I do, though, realize that there are a handful of things that really matter to me about having a kid, probably a lot of which comes from my own parents’ parenting. I want our daughter to be a hard worker, self-controlled, empathetic, humble (not needing to call attention to herself). I don’t want her to be snobbish or arrogant or to get by in anything without exerting effort. I care considerably less about how fast of a runner she is… but I still care that she’d have the mental and physical stamina/composure to finish the race. I know Suzi has a whole different set of values that matter to her. I think you hope that your kid will take the best parts of you and your spouse, but… who knows what she will take from us and what she will bring herself. I’d hope to parent at my best, but I’m sure sleeplessness and fatigue and anxiety changes you… you never parent at your theoretical best. It’s like physics.

… Who knows what this will be like. I’m painfully intimately aware of my own foibles and flaws, as I’m sure my parents were aware of my own. I’m sure I’ll be aware of what my daughter is good at and what she’s bad at.. But I hope I’ll be a father whose worst days - and best days - are covered by the grace of a perfect Father.

On faith

I had dinner with a friend from the midwest who I hadn’t seen in five years, since my wedding. He had grown up in the Christian faith and left it during college. He said that some of his friends and family hadn’t received it well and didn’t really treat him the same anymore. He also talked about the faith required for Christianity and the endlessly high standard of work required to please God.
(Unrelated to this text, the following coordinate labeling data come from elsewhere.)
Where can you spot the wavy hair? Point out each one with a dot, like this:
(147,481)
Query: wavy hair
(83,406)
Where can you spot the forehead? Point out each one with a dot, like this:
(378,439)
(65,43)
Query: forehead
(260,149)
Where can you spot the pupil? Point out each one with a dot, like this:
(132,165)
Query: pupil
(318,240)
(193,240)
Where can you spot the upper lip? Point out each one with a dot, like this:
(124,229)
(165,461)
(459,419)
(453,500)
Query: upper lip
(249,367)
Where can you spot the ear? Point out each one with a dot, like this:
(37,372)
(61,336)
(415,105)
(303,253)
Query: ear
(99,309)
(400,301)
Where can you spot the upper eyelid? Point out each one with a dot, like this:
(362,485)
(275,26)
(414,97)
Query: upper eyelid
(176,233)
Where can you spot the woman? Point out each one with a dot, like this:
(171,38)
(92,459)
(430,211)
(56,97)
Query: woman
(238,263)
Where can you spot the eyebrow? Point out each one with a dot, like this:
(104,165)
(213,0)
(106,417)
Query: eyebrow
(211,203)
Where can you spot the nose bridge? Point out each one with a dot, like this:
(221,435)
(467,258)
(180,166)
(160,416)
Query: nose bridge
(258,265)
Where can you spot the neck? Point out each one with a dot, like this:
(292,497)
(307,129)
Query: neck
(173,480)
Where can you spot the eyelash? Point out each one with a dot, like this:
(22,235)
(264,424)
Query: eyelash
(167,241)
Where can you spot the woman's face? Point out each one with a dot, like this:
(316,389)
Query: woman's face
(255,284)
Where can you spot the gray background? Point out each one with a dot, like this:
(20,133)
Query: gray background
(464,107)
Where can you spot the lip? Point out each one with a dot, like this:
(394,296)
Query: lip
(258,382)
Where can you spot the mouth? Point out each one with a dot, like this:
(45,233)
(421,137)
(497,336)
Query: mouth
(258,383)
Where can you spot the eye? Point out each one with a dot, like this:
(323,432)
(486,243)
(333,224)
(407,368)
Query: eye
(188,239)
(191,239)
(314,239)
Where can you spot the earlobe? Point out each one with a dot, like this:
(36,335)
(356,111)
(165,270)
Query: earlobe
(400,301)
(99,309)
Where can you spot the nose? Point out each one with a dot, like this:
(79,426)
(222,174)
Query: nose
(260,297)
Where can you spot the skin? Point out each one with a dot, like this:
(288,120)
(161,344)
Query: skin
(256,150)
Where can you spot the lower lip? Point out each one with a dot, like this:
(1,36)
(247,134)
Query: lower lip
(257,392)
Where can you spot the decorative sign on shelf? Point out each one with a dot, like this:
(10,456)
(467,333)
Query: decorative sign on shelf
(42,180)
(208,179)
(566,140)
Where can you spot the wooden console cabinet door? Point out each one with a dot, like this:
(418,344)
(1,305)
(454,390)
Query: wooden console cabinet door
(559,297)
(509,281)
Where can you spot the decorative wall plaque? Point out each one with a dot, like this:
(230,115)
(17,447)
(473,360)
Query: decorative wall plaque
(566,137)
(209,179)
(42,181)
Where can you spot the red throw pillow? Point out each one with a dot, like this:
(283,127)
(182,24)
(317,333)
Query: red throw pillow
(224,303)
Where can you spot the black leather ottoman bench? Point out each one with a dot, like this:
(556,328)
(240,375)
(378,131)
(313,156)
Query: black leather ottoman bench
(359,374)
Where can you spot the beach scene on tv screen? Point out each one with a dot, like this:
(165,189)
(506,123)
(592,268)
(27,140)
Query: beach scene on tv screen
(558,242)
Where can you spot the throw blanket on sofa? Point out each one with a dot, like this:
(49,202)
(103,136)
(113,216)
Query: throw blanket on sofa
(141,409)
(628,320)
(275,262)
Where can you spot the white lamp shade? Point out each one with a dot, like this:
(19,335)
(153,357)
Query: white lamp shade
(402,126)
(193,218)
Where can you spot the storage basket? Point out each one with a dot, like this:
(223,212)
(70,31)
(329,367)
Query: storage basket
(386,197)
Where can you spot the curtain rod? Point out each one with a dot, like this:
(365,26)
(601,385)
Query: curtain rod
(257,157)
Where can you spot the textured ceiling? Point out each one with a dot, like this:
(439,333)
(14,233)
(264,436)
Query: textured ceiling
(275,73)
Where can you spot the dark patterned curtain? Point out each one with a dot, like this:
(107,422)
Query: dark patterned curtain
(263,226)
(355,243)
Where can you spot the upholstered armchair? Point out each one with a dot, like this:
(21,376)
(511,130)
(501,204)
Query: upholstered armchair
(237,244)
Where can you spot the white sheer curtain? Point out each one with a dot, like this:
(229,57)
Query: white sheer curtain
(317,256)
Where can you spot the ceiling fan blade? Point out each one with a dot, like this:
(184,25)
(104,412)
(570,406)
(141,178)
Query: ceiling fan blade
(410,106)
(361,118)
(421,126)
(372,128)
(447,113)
I get that, at the end of the day, it’s faith, but I think every other worldview requires a similar level or class of faith. Everything has logic holes and inconsistencies. I think Christianity is just as viable as anything else… in fact, I think it’s the most complete worldview, all things considered. But of course I would say that. I didn’t tell my friend any of that though. I didn’t want to have an argument about it, and I didn’t think it would be compelling. We believe what we want to believe, not because we looked at all of the data and made the objective decision.

I mostly just said that I thought it sucked that his path away from faith seemed pretty normal among other people I had gone to church with over the years, who spend time around Christianity, even calling themselves Christians, and walk away because they don’t see anything to it. I think it sucks because I look at the same thing and I can see everything through it, just as CS Lewis said that “I believe in Christianity as I believe that the sun has risen: not only because I see it, but because by it I see everything else.” I see the mystery of the incarnation and resurrection and an undying hope and an unshakable kingdom with an upside-down order. I see community committed to one another, existential relief, deeper purpose than myself, redemption of personal value outside of myself, and a set of seemingly opposed qualities perfectly held together in God. I found out that everything I had longed for so vigorously (a home, a family, a perfect day, a perfect love story) was actually true.

Everything else

At work, we did some personality/team building thing called Insights Discovery, apparently based off of Carl Jung’s work on personas. It was actually pretty helpful for me in terms of being able to put a finger on what I feel sometimes and why I respond the way I do.

My longest run was just under 8.5 miles on the SLU -> Ballard -> Myrtle Edwards Park -> Belltown loop, but was thwarted by knee pain. I had to stop after 5, managed to run for 2 more before stopping again, then finished. The frustrating thing was that I was stopping feeling pretty good from a cardiovascular standpoint.

We went to some of our friends’ Chinese wedding. There was a big hot pot dinner one Sunday night with a lot of people. Played tennis with a bunch of others from church at Luther Burbank Park on Mercer Island.

That was about it

That was about it. I’m more than two weeks late in getting this post out. I tried a slightly different format this month in delving into some of my thought processes.